And and for her, it was this thing had happened to me, a traumatic experience, and it really had drawn a line between a line right under her the top of her triangle where the word commitment. And I said, so why don't you just why are you still even in this if you're so afraid of being in a relationship? She's like, because I were such good friends. And I'm so attracted to him. She wouldn't give it up and I was I thought this is exactly
You know, you could see her arrows on both sides of this triangle just trying to bust through that line. And that's what she did. You know, I'm like, Okay, you gotta text me everything that's happening, you know, in this in this relationship. You've gotta text me all this and and let me know and come back and visit with me and
And and she just continued to press through it, you know, and I I said, I think you ought to see maybe a therapist and talk through this because you you've got a line here because of some trauma. And so there is the there is, but I have found that actually to be the unusual, not the usual. There will be the person who says, I have commitment issues because of some trauma that happened in my life. So now I'm gonna go back to your question.
When you get to the point where you say, I'm probably not gonna learn more about you in terms of I know everything I need to know to get married. You know, and and I'm not gonna say the number of months, but but when you go, I know your likes and your dislikes and your hopes and your dreams.
And I know if they're compatible with my likes, my dislikes, my hopes and my dreams and my standards, then I know enough. And then you find I mean some things you find out after you're married, right, with each other. That was a great question. Thank you. Great answer. Well, I've been doing this right. I've practiced that answer a few times. So let's go over to the other side of the triangle. Let's look at physical attractions.
Um now we've all had this happen, right? I'm sure all four of us at this table. If my wife was here, she would say, Oh yes, this is this is'cause we have four daughters who are all marriage age, whatever that is. Um and uh that that have you ever been friends with somebody and you're like, wow, my desire to be around them all the time, right? Because we're such great friends
I'm just not physically attracted to them. So the friendship thing is rocketing. And you go, if you were only like, if I only wanted to kiss you. And and it and often it doesn't have anything to do with their looks. It's just I'm just not they could be the best looking person in the world. You know, like I just am not physically attracted to you. And you know what we call that?

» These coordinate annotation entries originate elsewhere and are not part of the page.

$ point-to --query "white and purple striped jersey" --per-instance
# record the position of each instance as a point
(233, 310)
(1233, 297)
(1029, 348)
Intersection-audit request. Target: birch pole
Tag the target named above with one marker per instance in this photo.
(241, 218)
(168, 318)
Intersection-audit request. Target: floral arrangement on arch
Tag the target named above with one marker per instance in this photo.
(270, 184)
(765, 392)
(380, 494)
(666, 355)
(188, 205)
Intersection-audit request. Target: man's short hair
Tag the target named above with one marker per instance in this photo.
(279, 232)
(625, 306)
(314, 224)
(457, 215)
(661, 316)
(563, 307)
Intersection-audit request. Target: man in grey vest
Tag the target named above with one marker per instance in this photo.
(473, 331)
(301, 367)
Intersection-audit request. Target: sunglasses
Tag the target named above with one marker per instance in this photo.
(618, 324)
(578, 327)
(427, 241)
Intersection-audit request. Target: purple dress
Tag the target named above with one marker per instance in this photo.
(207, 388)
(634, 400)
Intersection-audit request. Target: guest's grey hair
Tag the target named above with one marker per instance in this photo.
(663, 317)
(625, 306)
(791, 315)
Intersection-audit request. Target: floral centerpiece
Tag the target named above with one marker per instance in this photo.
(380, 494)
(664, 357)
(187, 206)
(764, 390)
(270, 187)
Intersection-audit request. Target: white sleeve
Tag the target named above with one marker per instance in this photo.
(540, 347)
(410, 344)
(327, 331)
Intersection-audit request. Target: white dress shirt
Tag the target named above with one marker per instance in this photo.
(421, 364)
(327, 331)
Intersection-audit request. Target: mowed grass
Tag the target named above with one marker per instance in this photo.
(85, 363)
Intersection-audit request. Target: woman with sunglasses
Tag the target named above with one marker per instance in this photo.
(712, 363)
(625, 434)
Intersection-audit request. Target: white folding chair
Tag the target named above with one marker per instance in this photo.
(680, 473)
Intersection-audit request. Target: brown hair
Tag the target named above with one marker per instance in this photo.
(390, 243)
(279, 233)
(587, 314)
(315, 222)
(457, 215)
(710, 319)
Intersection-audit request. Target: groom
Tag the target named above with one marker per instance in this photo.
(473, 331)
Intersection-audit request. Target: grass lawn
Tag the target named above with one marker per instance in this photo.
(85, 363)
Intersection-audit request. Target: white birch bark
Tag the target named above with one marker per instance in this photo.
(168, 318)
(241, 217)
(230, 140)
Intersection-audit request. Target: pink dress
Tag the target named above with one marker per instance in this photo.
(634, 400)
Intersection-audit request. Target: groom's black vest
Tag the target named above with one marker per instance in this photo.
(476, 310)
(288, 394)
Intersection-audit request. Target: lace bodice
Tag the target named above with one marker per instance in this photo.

We call it the friend zone. Yeah, that's exactly right. And we say this in episode five a little bit, which I listened to at the start of today. Um that that i if you have all this friendship going But you're not physically attracted, that makes a really great, right? That makes a really great friendship. But on the flip side, have you ever had a physical attraction going where you go, wow, you and I just, you know, there is chemistry, there's sparks between us.
But I realize we're not and Compatible. And you wish you were compatible with your
¶ Building a Lasting Relationship: Friendship and Physicality
And often this triangle gets skewed, right? Where like your physical attraction is climbing towards commitment, but your friendship is declining towards breaking up. Or your friendship is climbing and your physical attraction is declining and you go, so how do you ever get married? There's a long pause. This is not a break in the episode, right? Here we're where Kayla's editing. You get married to somebody that you have both of those, right? Where you go
I'm physically attracted to you. I there's that passion between us. And I'm stealing this from Bruce Armakonke again, where he said it there should be that attraction that should exist, does exist, and you should have this compatibility. But y you see the attraction going up, the friendship going up. And then you go, I want to be your friend forever and I want to be right in love with you, your lover, right? Your physical attractive forever.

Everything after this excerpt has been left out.